#ReadingClassicsChallenge2018 Février

J’ai pris de l’avance ce mois ci. Je triche un peu en choisissant des ouvrages pas très épais. Ce mois, c’était Camus et Yourcenar.

J’ai commencé par Camus, du théâtre pour changer un peu, Caligula et Le Malentendu.

Je ne suis pas un grand fan de Camus, mais je reconnais que ces deux pièces sont d’une grande force. Un théâtre de l’absurde, déjà, qui vous touche au cœur. Caligula est une vision de la courte vie de cet empereur romain. Violence, amour, peur, folie, sont au programme, mais tout est maitrisé dans l’écriture et la narration. Le malentendu est un huis-clos entre mère, sœur et frère, un quiproquo qui tourne mal. La pièce aurait pu être un farce, elle ne l’ai jamais, c’est un drame noir sans échappatoire. La vie poussée au sommet de son absurdité. La figure féroce et sans pitié du vieux serviteur est formidable. J’aimerai voir ces deux pièces montées au théâtre.

Ensuite la grande Marguerite, ce fut Les Nouvelles Orientales.

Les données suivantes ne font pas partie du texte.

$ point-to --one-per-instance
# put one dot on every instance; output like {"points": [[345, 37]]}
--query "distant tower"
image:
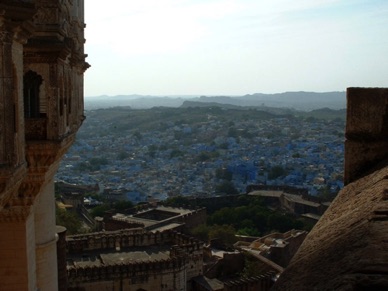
{"points": [[42, 63]]}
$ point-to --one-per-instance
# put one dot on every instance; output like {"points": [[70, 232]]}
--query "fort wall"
{"points": [[366, 131], [185, 261]]}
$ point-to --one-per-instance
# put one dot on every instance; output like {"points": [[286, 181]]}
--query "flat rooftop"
{"points": [[128, 255]]}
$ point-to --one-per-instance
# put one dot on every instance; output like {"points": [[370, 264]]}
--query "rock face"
{"points": [[348, 247]]}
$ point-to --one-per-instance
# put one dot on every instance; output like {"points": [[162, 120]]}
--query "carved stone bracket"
{"points": [[14, 214], [43, 159], [10, 181]]}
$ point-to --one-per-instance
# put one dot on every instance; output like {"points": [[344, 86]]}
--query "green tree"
{"points": [[226, 187], [201, 231], [68, 219], [276, 172], [225, 233]]}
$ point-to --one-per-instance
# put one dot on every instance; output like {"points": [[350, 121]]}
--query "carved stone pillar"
{"points": [[17, 248], [45, 239]]}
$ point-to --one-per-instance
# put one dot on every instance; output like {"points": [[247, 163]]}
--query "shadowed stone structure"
{"points": [[42, 63], [348, 247]]}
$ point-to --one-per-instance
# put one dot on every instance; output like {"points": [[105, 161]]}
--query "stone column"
{"points": [[46, 238], [17, 249], [61, 258]]}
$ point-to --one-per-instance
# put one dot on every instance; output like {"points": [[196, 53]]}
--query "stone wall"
{"points": [[348, 247], [366, 131], [185, 261]]}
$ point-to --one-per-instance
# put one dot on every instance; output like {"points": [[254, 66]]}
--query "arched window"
{"points": [[31, 86]]}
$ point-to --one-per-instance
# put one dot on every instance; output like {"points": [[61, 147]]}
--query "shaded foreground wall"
{"points": [[348, 247]]}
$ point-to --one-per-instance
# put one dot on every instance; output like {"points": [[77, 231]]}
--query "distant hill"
{"points": [[295, 100]]}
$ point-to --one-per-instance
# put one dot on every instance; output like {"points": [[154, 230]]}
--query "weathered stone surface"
{"points": [[348, 248]]}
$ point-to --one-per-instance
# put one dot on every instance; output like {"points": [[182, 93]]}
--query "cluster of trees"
{"points": [[239, 215]]}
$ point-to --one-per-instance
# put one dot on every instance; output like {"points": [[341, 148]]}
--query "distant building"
{"points": [[133, 260]]}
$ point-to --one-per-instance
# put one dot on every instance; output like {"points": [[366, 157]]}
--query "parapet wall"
{"points": [[366, 131], [128, 238]]}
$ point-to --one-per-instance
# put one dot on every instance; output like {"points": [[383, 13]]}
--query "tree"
{"points": [[68, 219], [224, 174], [226, 187], [276, 172], [225, 233]]}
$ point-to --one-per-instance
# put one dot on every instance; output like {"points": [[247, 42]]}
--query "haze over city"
{"points": [[230, 47]]}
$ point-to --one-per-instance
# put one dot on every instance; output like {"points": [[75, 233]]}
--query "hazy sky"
{"points": [[234, 47]]}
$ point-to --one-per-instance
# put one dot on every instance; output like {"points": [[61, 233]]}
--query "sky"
{"points": [[234, 47]]}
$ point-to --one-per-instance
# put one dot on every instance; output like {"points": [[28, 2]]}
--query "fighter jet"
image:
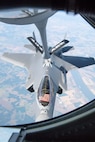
{"points": [[47, 67]]}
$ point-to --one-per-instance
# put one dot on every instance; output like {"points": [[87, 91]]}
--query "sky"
{"points": [[59, 26]]}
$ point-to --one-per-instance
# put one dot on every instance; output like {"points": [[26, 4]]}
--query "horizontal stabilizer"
{"points": [[19, 59], [64, 49], [79, 61], [31, 47]]}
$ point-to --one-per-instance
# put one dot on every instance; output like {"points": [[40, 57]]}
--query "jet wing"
{"points": [[79, 62], [59, 62], [29, 19], [70, 62], [19, 59]]}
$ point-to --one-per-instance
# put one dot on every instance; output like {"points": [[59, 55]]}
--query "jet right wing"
{"points": [[29, 19], [79, 62], [70, 62]]}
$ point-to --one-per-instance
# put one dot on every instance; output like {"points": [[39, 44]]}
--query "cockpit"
{"points": [[44, 91]]}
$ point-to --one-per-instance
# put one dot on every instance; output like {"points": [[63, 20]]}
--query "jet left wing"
{"points": [[19, 59], [79, 62]]}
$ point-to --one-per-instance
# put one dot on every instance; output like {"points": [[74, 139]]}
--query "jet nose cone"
{"points": [[42, 116]]}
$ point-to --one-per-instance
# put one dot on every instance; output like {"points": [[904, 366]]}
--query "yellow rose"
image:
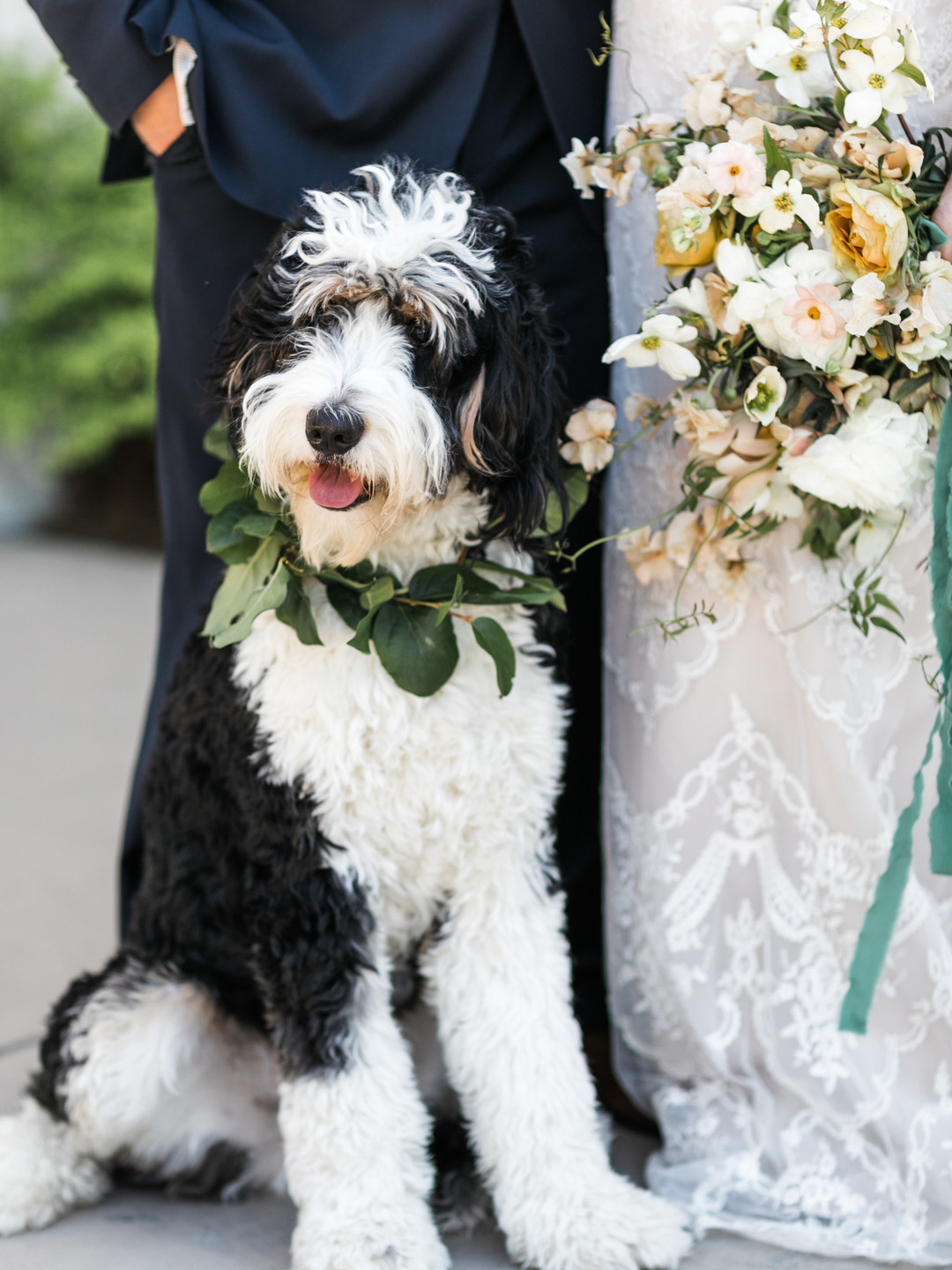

Une série de nouvelles fantastiques, allant de l’extrême orient (Comment Wang-Fo fut sauvé) aux Balkans (le sourire de Marko) en finissant par les pays-bas. J’ai beaucoup aimé ce recueil. Le conte est une forme qui permet la transmission du mythe (j’ai lu en même temps un ouvrage de Vernant sur le sujet). Son travail d’écriture est remarquable, c’est facile à lire et savant dans la construction. Les héros sont fragiles et forts. Ils affrontent tous l’absurdité de leur vie (la veuve Aphrodisia) ou leur folie (La fin de Marko Kralievitch), voir les deux. Ils se précipitent souvent avec entrain dans leur malheur (Le dernier amour du prince Genghi). J’ai beaucoup apprécié notre-dame-des hirondelles.  Un affrontement entre puissances telluriques et spirituelles qui finit par une fusion de l’histoire avec une figure mariale en point d’orgue. C’est puissant et subtile. Marguerite Yourcenar a un grand talent. Je vous conseille ces petits textes et petite plaisance. La dernière phrase pourrait être un épitaphe du monde.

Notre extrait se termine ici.